The implication is then that X does not equate to any value but its own. X=X. — Mac
However, when we formally define equality, we do have to explicitly postulate self-identity - it doesn't fall out of other postulates. — SophistiCat
Epistemology
...Spir referred to his philosophy as "critical philosophy". He sought to establish philosophy as the science of first principles, he held that the task of philosophy was to investigate immediate knowledge, show the delusion of empiricism, and present the true nature of things by strict statements of facts and logically controlled inference. This method led Spir to proclaim the principle of identity (or law of identity, A ≡ A) as the fundamental law of knowledge, which is opposed to the changing appearance of the empirical reality.
Ontology
For Spir the principle of identity is not only the fundamental law of knowledge, it is also an ontological principle, expression of the unconditioned essence of reality (Realität=Identität mit sich), which is opposed to the empirical reality (Wirklichkeit), which in turn is evolution (Geschehen). The principle of identity displays the essence of reality: only that which is identical to itself is real, the empirical world is ever-changing, therefore it is not real. Thus the empirical world has an illusory character, because phenomena are ever-changing, and empirical reality is unknowable.
Religion and morality
Religion, morality and philosophy, have for Spir the same theoretical foundation: the principle of identity, which is the characteristic of the supreme being, of the absolute, of God. God is not the creator deity of the universe and mankind, but man's true nature and the norm of all things, in general *. The moral and religious conscience live in the consciousness of the contrast between this norm (Realität) and empirical reality (Wirklichkeit). "There is a radical dualism between the empirical nature of man and his moral nature" and the awareness of this dualism is the sole true foundation of moral judgment.
The principle of identity displays the essence of reality: only that which is identical to itself is real, the empirical world is ever-changing, therefore it is not real. Thus the empirical world has an illusory character, because phenomena are ever-changing, and empirical reality is unknowable.
God is not the creator deity of the universe and mankind, but man's true nature and the norm of all things, in general
Only when we freeze time does the law really hold up. — ChatteringMonkey
He clearly wants to replace religion by a simplistic and childish exercise in infinite regress — alcontali
That is not the same as the simple equality/identity used in logic and math. — SophistiCat
__eq - Check for equality. This method is invoked when "myTable1 == myTable2" is evaluated, but only if both tables have the exact same metamethod for __eq. If the function returns nil or false, the result of the comparison is false; otherwise, the result is true. — Metatable Events, __eq section
Necessary truths are not ‘in time’. I think you're making the mistake of believing they're real in an objective sense, when they're actually transcendental or necessary truths - ‘true in all possible worlds’.

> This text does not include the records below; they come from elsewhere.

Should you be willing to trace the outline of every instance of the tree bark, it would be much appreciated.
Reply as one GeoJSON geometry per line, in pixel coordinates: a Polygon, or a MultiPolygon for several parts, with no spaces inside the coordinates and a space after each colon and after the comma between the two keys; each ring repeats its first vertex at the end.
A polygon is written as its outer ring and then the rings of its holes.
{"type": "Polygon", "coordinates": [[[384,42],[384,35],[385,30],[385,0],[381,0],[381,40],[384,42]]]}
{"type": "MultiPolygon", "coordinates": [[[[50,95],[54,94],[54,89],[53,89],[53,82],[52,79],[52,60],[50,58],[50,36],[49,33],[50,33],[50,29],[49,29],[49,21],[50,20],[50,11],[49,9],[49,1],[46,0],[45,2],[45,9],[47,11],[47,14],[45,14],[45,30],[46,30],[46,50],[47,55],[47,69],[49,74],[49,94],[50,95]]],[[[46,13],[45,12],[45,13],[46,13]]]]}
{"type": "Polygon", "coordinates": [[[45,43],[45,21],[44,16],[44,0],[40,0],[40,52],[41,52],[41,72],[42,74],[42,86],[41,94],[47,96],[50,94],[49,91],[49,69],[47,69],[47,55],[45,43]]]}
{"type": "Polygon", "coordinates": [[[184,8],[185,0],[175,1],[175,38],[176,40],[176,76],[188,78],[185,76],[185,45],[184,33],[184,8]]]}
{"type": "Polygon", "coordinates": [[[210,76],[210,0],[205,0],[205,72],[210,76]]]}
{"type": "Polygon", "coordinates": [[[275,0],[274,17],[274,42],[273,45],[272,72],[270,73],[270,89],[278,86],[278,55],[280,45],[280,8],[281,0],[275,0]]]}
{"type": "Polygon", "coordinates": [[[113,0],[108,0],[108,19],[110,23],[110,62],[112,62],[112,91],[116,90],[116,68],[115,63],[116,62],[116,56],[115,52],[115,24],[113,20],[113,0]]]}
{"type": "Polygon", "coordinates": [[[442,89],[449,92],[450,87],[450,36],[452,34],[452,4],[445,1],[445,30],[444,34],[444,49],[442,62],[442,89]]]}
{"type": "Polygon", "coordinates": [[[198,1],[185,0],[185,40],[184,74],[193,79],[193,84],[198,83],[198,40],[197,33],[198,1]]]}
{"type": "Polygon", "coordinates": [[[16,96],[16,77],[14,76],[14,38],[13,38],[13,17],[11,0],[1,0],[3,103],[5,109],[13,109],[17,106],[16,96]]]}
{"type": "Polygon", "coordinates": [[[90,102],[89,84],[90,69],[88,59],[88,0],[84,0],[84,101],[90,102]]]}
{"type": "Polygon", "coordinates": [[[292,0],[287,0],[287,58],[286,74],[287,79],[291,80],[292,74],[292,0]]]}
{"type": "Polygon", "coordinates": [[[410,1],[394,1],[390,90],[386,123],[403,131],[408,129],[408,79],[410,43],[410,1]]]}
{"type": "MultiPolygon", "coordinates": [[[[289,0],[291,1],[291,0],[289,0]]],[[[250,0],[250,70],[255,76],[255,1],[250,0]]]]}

In matter-form dualism, the form is what makes particulars intelligible. It is also what brings order out of chaos, as matter in itself is unintelligible until it takes form. That is why, for classical dualism, the form or principle of a particular is what is real, as it is grasped intuitively by the intellect rather than mediated by sense. The form is also what a particular truly is, whereas this or that instance is accidental and temporal.
Don’t overlook the original impetus of philosophy was to identify an unchanging reality in the flux of experience. — Wayfarer
This all seems completely backwards to me. — ChatteringMonkey
Of course. You're modern. — Wayfarer
There is no unchanging reality is what our senses tell us. — ChatteringMonkey
I don't see how X=X represents how we identify things. This is essentially saying Mac=Mac. What does this tell me that I don't already know? If I were to ask, "What is Mac?" and you reply Mac=Mac, then is that all there is to Mac? Or does Mac=Human being + English speaker + X + Y, etc.? Identity, in the way you are using the term (that has nothing to do with the mathematical property of identity so I don't understand why you're using a different mathematical property to argue your point) is a way of taking all of your Xs, Ys and Zs and putting it under another symbol, "Mac", to make communicating all of your Xs, Ys and Zs more efficient.I don't think you're on the same page. The tautology: X=X comes from our biological capacity to grasp identity. It is a representation/model of one way in which humans understand and navigate the world. THE way really. — Mac
"an apple is an apple", but why?
I do not see anyone trying to prove x=x
Aren't axioms, self-evident assumptions? If so, when can we accept self-evident beliefs, just when they are practical? Do we have to analyse the relation between truth and practicality then?
The proposition is simply: A thing resembles itself. The question is, "what is the proof?"
The Law of Identity states that a certain thing is identical to itself...
...and I ask why
Yes, axioms are self-evident assumptions — Zelebg
Ideas are not real, precisely because they don't exist in time. That's what it means to be real, to exist in space and time. Only particulars exist, and universals are abstractions of those. They enables us to 'abstract away from reality' to gain more general applicable knowledge. But that knowledge is not reality itself. I mean, that's like saying the map is more real that the world it is based on. — ChatteringMonkey
Many axioms aren't self-evident in any fashion.